As feministas, dentre vários direitos exigidos por elas, querem que suas vozes sejam ouvidas, sem quaisquer censuras. E seus atos não sejam censurados. Neste aspecto, o boicote pode ser uma censura, já que, por exemplo, na Grécia a.C. as mulheres tinham posição social análoga aos escravos (não ateniense). Se o boicote é tentativa de silenciar/acabar com alguma voz, manifestação, expressão artística, mesmo não existindo normas jurídicas proibitivas à liberdade de expressão de determinados grupos, pela ideologia predominante na cultura, o boiote é uma censura, disfarçada de Não fui/fomos ditador/ditadores.

Há vários meios de se boicotar (censurar) alguma coisa, sem violência física. Por exemplo, prevalecer da condição econômica, dos meios de produção, através de coesões de ideologias análogas, ou simétricas, para contrapor, cercear, diminuir a autopossessão, a autodeliberação de quem não seja considerado igual.

Por exemplo, se o Livre Mercado permite a autopossessão e autodeliberação em exporta ou importar, as barreiras criadas pela taxação alfandegária é protecionismo; retira-se, então, por intermédio do Estado, a autopossessão e a autodeliberação de quem quer comprar produtos produzidos fora do território nacional.

Se livros de Kama Sutra fossem produzidos e, por exemplo, algum cidadão quisesse compra algum exemplar, mas o Estado entende que é perversão, há censura. Se o Estado não faz objeções, mas os valores culturais, da ideologia ou da crença predominante, impedem de alguém comprar o exemplar, já que todos os importadores nacionais são contra o conteúdo na Kama Sutra, o possível comprador tem censurado o seu direito de ler/possuir o que bem quiser.

Se algum comerciante deseja importar Kama Sutra, sem quaisquer objeções estatal, mas, pela maioria, através do tipo de ideologia ou crença religiosa, faz pressões, como econômica, pichações na loja do comerciante etc., autopossessão e autodeterminação do comerciante estão censuradas.

Lembremos dos romanos e os primeiros cristãos. A maioria (romanos) ditava regras sobre minorias (cristãos). Ditar regras, não necessariamente pela quantidade, mas pela potencialidade ofensiva contra quem está em desacordo com o tipo de utilitarismo. Digamos que existam 120 mil (cento e vinte mil) habitantes em certa localidade. 115 mil (cento e quinze mil) estão censurados, perda da autopossessão e autodeliberação, pelos 5 mil (cinco mil). Estes possuem armas bélicas capazes de neutralizar quaisquer tentativas de revolução, rebelião, manifestação.

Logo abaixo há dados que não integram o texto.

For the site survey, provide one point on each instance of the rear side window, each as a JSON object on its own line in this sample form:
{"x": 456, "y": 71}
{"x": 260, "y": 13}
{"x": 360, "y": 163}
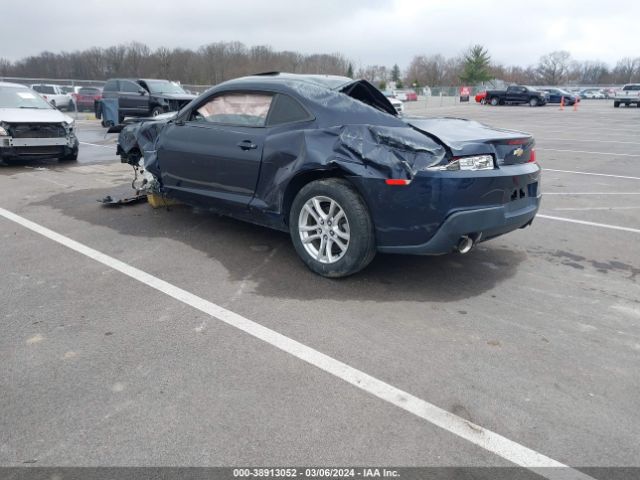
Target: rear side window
{"x": 111, "y": 86}
{"x": 286, "y": 110}
{"x": 89, "y": 91}
{"x": 129, "y": 87}
{"x": 248, "y": 109}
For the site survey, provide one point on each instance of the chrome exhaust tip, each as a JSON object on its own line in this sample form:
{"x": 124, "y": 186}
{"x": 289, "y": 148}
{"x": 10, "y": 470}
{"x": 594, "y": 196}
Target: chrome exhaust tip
{"x": 465, "y": 244}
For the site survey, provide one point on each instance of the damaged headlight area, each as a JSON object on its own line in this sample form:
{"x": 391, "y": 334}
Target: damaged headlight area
{"x": 475, "y": 162}
{"x": 69, "y": 126}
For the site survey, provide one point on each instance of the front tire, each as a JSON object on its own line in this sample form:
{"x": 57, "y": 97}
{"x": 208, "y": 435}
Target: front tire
{"x": 331, "y": 228}
{"x": 72, "y": 157}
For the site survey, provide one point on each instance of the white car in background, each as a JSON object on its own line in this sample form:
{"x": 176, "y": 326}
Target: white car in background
{"x": 31, "y": 128}
{"x": 397, "y": 104}
{"x": 54, "y": 95}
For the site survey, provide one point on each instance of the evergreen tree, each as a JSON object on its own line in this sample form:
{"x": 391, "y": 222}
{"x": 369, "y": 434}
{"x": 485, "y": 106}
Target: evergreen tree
{"x": 476, "y": 65}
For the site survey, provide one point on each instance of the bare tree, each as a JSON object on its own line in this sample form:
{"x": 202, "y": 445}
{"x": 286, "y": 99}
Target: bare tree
{"x": 627, "y": 70}
{"x": 553, "y": 67}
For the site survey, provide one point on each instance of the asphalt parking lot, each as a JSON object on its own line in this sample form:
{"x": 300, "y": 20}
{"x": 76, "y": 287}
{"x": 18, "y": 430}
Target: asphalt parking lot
{"x": 533, "y": 336}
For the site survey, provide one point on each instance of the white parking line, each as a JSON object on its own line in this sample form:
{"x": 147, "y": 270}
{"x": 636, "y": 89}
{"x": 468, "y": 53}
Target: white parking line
{"x": 591, "y": 193}
{"x": 589, "y": 152}
{"x": 589, "y": 173}
{"x": 586, "y": 140}
{"x": 579, "y": 209}
{"x": 491, "y": 441}
{"x": 591, "y": 224}
{"x": 98, "y": 145}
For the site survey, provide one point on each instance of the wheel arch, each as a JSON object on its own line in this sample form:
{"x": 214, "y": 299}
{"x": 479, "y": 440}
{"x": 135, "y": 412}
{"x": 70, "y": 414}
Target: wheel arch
{"x": 304, "y": 178}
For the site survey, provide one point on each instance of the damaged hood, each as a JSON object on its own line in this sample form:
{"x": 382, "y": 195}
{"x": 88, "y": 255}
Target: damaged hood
{"x": 35, "y": 115}
{"x": 174, "y": 96}
{"x": 456, "y": 133}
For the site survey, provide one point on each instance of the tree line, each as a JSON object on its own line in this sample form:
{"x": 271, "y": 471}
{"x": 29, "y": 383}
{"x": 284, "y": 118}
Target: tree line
{"x": 220, "y": 61}
{"x": 210, "y": 64}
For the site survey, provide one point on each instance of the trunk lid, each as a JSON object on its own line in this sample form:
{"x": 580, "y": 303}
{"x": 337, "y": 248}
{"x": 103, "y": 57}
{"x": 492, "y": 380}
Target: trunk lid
{"x": 467, "y": 137}
{"x": 367, "y": 93}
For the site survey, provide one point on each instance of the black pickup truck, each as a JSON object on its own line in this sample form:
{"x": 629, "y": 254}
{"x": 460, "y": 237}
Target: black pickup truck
{"x": 145, "y": 97}
{"x": 516, "y": 94}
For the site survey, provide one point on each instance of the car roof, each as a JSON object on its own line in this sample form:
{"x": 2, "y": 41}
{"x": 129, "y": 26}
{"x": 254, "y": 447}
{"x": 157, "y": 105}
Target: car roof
{"x": 14, "y": 85}
{"x": 327, "y": 81}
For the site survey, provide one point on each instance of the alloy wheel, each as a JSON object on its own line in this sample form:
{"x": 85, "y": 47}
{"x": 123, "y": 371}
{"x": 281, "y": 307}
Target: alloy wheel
{"x": 324, "y": 229}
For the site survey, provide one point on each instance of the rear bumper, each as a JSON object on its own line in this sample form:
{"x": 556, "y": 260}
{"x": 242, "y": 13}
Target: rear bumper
{"x": 482, "y": 224}
{"x": 431, "y": 214}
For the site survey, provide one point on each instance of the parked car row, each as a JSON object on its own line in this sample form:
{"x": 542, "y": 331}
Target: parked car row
{"x": 32, "y": 128}
{"x": 522, "y": 94}
{"x": 144, "y": 97}
{"x": 629, "y": 94}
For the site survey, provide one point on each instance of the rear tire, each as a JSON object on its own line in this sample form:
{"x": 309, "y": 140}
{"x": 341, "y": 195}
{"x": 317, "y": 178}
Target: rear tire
{"x": 335, "y": 224}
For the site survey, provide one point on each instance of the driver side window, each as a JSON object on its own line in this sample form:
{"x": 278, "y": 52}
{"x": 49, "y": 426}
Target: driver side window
{"x": 238, "y": 108}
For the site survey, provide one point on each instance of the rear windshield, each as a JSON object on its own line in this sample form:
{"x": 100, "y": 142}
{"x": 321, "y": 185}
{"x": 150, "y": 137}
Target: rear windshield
{"x": 22, "y": 97}
{"x": 44, "y": 89}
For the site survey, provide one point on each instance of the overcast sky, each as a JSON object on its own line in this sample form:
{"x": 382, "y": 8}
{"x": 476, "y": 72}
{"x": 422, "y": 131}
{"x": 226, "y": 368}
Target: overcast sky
{"x": 380, "y": 32}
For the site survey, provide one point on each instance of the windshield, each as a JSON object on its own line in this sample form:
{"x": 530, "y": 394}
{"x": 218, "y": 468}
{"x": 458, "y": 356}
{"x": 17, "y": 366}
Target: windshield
{"x": 20, "y": 97}
{"x": 164, "y": 86}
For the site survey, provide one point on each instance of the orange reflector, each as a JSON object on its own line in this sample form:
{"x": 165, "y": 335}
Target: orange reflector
{"x": 397, "y": 181}
{"x": 532, "y": 156}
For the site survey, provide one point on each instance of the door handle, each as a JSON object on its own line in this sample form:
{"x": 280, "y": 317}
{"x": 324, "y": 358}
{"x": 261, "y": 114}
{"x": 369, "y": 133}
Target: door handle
{"x": 247, "y": 145}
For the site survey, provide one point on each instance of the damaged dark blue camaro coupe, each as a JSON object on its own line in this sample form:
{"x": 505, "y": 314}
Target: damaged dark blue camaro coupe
{"x": 327, "y": 159}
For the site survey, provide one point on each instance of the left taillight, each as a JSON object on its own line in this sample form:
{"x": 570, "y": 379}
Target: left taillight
{"x": 397, "y": 181}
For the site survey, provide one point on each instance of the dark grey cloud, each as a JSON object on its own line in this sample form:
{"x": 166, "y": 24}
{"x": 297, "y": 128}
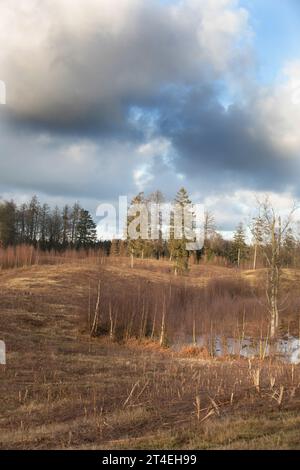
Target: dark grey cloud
{"x": 108, "y": 98}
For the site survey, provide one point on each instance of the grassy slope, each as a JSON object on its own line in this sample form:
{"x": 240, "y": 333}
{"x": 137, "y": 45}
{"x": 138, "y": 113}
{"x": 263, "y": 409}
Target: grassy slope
{"x": 61, "y": 390}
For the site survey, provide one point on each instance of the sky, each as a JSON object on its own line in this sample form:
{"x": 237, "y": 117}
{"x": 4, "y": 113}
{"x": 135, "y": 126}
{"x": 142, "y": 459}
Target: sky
{"x": 113, "y": 97}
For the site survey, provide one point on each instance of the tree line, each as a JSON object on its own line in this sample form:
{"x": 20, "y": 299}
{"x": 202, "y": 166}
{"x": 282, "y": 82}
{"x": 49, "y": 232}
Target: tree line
{"x": 44, "y": 227}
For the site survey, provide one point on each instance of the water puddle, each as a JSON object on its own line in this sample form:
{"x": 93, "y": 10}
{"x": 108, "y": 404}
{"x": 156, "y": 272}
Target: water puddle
{"x": 286, "y": 349}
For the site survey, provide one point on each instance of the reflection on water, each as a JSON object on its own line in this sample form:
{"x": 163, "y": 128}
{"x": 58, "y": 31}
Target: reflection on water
{"x": 287, "y": 349}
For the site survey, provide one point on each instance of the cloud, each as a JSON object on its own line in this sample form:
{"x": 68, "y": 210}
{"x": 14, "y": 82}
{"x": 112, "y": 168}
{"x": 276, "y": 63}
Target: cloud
{"x": 114, "y": 97}
{"x": 75, "y": 65}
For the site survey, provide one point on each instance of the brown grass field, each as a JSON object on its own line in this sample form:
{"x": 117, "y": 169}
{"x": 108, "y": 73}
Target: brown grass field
{"x": 62, "y": 389}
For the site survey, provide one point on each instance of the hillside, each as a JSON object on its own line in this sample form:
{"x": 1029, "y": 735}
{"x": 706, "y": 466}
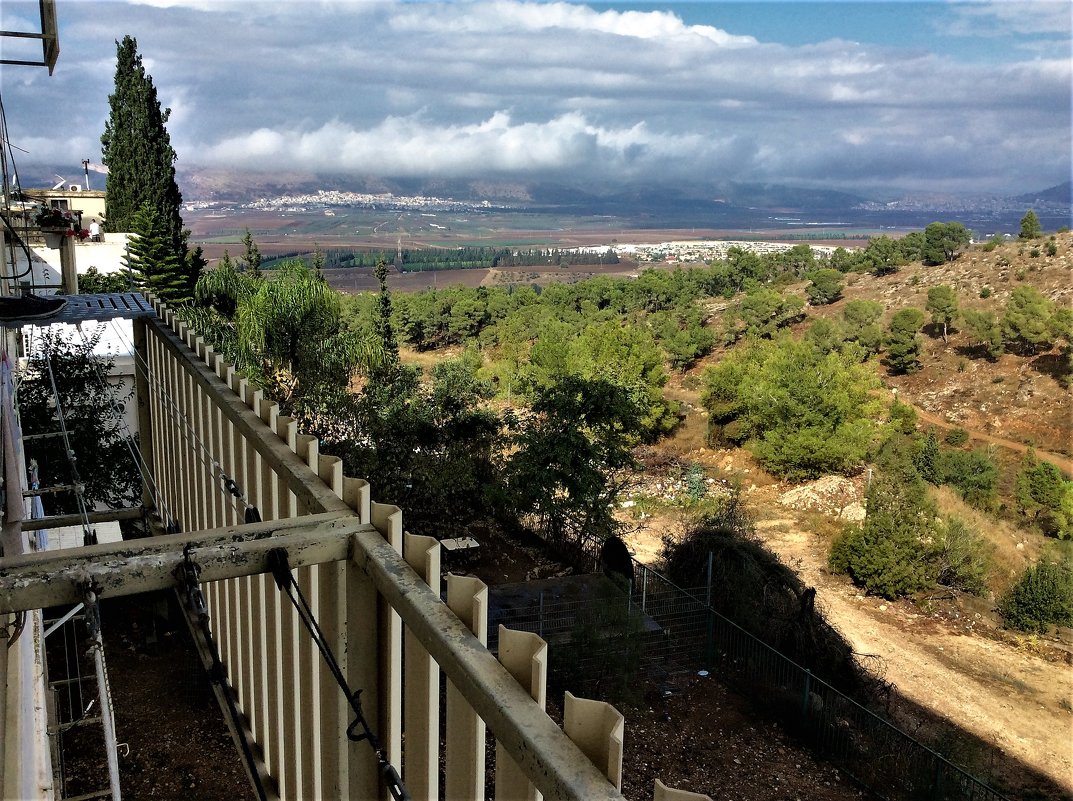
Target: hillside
{"x": 946, "y": 652}
{"x": 1013, "y": 398}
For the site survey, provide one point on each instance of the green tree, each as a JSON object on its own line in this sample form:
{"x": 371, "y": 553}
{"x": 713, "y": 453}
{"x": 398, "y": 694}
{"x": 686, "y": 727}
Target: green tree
{"x": 972, "y": 473}
{"x": 1044, "y": 493}
{"x": 804, "y": 412}
{"x": 985, "y": 330}
{"x": 861, "y": 323}
{"x": 882, "y": 253}
{"x": 93, "y": 282}
{"x": 942, "y": 303}
{"x": 99, "y": 439}
{"x": 1042, "y": 597}
{"x": 888, "y": 552}
{"x": 762, "y": 312}
{"x": 292, "y": 342}
{"x": 572, "y": 458}
{"x": 1030, "y": 226}
{"x": 1026, "y": 322}
{"x": 942, "y": 241}
{"x": 251, "y": 255}
{"x": 825, "y": 286}
{"x": 902, "y": 344}
{"x": 151, "y": 260}
{"x": 137, "y": 151}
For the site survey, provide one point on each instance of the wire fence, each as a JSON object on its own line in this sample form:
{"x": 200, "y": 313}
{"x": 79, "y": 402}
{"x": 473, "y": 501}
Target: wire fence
{"x": 659, "y": 629}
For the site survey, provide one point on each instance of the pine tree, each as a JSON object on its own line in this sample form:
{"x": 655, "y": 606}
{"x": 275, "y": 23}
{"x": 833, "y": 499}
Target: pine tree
{"x": 137, "y": 151}
{"x": 152, "y": 260}
{"x": 252, "y": 255}
{"x": 1030, "y": 226}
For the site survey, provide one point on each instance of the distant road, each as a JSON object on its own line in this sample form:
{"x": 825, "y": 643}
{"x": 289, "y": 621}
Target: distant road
{"x": 1064, "y": 463}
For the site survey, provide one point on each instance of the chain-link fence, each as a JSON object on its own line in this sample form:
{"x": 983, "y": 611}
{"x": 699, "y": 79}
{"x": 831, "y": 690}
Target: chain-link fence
{"x": 659, "y": 629}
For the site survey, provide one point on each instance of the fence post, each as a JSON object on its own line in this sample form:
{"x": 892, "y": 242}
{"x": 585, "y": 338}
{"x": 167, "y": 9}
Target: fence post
{"x": 644, "y": 591}
{"x": 468, "y": 598}
{"x": 805, "y": 694}
{"x": 596, "y": 727}
{"x": 540, "y": 617}
{"x": 525, "y": 656}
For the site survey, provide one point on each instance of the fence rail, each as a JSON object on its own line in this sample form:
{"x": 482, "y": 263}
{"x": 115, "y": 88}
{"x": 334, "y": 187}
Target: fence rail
{"x": 681, "y": 632}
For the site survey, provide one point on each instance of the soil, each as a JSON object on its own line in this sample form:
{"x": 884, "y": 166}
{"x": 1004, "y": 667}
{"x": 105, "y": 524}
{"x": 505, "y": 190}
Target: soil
{"x": 1014, "y": 695}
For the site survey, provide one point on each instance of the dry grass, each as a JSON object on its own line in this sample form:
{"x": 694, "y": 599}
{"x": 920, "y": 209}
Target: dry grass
{"x": 1015, "y": 547}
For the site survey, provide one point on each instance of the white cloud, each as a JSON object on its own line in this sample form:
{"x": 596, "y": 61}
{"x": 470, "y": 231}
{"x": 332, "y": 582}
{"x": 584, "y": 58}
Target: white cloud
{"x": 540, "y": 89}
{"x": 499, "y": 144}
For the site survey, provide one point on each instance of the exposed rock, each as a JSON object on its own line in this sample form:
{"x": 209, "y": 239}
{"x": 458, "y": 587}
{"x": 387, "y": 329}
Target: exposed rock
{"x": 834, "y": 495}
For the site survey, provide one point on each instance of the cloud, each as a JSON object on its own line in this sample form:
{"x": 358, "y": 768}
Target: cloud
{"x": 411, "y": 146}
{"x": 516, "y": 88}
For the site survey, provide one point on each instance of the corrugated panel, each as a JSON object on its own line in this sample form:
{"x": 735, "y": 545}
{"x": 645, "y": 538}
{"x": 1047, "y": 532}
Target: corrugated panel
{"x": 83, "y": 308}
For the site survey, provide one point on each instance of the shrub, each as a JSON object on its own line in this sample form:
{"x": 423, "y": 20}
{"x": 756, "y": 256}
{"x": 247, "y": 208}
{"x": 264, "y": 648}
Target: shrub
{"x": 752, "y": 588}
{"x": 963, "y": 557}
{"x": 956, "y": 438}
{"x": 886, "y": 553}
{"x": 1042, "y": 596}
{"x": 971, "y": 473}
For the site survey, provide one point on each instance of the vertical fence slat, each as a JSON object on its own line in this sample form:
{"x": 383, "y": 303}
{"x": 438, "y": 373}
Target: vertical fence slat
{"x": 468, "y": 598}
{"x": 525, "y": 656}
{"x": 422, "y": 684}
{"x": 387, "y": 520}
{"x": 596, "y": 727}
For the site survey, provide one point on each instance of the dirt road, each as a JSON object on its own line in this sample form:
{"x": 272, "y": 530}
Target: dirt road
{"x": 1064, "y": 463}
{"x": 1007, "y": 696}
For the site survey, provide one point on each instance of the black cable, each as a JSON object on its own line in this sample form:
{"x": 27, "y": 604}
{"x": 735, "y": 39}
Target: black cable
{"x": 188, "y": 575}
{"x": 284, "y": 580}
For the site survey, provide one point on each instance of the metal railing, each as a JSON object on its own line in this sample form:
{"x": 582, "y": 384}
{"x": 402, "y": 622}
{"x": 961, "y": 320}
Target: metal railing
{"x": 681, "y": 632}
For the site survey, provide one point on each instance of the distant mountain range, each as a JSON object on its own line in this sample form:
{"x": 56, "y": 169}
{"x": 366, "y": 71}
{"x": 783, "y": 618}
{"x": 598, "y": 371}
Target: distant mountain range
{"x": 646, "y": 205}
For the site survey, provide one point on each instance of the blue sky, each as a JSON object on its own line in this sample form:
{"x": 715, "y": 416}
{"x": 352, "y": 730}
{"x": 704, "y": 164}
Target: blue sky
{"x": 863, "y": 97}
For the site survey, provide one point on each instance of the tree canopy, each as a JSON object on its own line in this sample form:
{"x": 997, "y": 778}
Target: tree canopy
{"x": 802, "y": 412}
{"x": 137, "y": 150}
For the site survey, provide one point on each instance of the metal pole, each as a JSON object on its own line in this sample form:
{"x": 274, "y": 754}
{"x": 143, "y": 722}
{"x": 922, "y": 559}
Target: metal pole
{"x": 107, "y": 720}
{"x": 106, "y": 717}
{"x": 644, "y": 590}
{"x": 707, "y": 598}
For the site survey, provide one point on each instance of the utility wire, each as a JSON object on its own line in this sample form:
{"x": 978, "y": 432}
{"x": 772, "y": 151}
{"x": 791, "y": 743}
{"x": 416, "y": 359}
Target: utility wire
{"x": 145, "y": 472}
{"x": 228, "y": 484}
{"x": 284, "y": 580}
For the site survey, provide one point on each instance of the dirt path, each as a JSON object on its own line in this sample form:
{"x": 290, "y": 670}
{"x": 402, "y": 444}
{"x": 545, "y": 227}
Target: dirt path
{"x": 1009, "y": 697}
{"x": 1064, "y": 463}
{"x": 1005, "y": 696}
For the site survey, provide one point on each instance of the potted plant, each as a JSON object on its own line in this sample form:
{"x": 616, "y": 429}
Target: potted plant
{"x": 55, "y": 224}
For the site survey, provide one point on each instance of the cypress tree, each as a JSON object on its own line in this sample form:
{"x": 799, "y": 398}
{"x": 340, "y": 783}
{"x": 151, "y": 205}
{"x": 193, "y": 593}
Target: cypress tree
{"x": 153, "y": 261}
{"x": 137, "y": 151}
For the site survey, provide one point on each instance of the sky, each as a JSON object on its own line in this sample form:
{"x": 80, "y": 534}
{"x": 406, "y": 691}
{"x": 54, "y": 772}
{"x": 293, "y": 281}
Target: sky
{"x": 870, "y": 98}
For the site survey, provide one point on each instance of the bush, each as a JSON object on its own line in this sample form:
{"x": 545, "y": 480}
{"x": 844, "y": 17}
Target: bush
{"x": 956, "y": 438}
{"x": 971, "y": 473}
{"x": 1043, "y": 596}
{"x": 886, "y": 553}
{"x": 752, "y": 588}
{"x": 964, "y": 558}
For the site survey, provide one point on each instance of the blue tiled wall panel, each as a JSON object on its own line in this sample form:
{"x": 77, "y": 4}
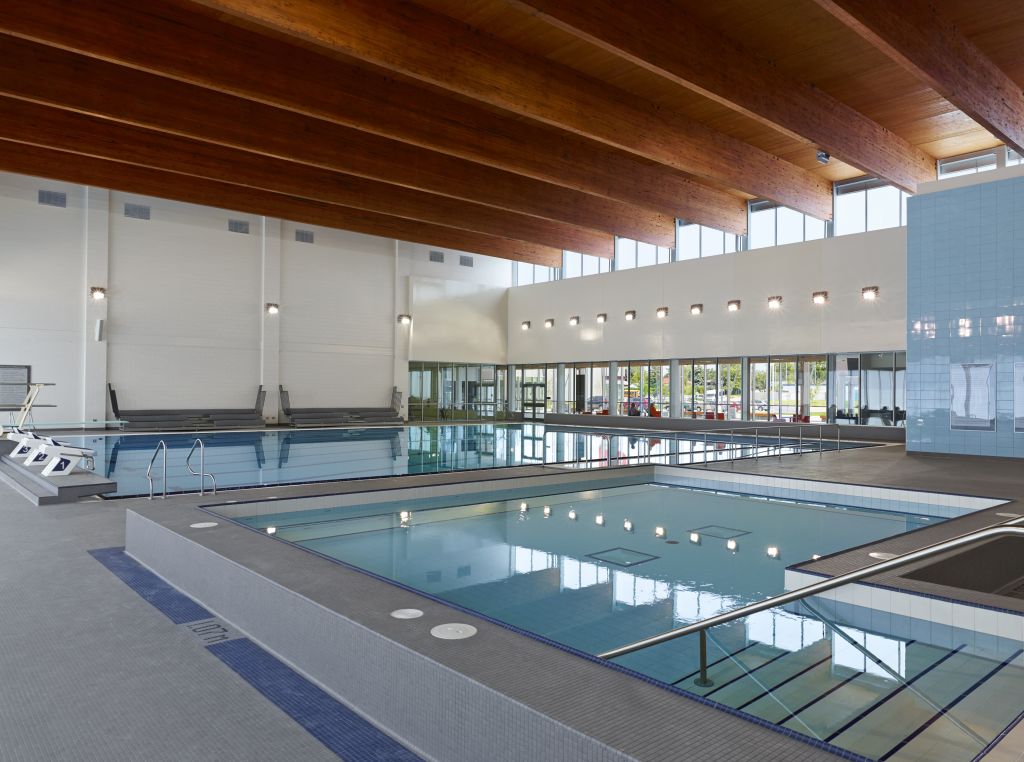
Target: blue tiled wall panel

Logo, censura/boicote pode ser qualitativa e não quantitativa.

"... que viva sob uma estreita vigilância, veja o menor número de coisas possível, ouça o menor número de coisas possível, faça o menor número de perguntas possível". (Xenofonte sobre condição da mulher)

Na História humana, dizer que as mulheres nunca tiverem autopossessão e autodeliberação é sofisma. Porém, muitos desses direitos eram conseguidos quando aconteciam guerras; os homens saiam para guerrearem, as mulheres ficavam nas aldeias, decidiam o que era melhor para todos os aldeões. Mesmo tendo que obedecer diretrizes já convencionadas, em cada caso concreto, a mulher tinha alguma liberdade (autopossessão e autodeterminação).

Por exemplo, se algumas pessoas invadissem a aldeia, as aldeãs poderiam se defender usando os meios disponíveis. Caso alguma aldeã fosse agarrada pelo intruso, e este quisesse estuprá-la, ela teria autodeliberação para matá-lo ou não. Poderia lutar até morrer, ou deixar-se ser violentada para preservar sua própria vida.Quando os homens retornavam da guerra, eles retornavam o controle dos costumes, das leis. Na Idade Média existiam mulheres exercendo serralheria e carpintaria.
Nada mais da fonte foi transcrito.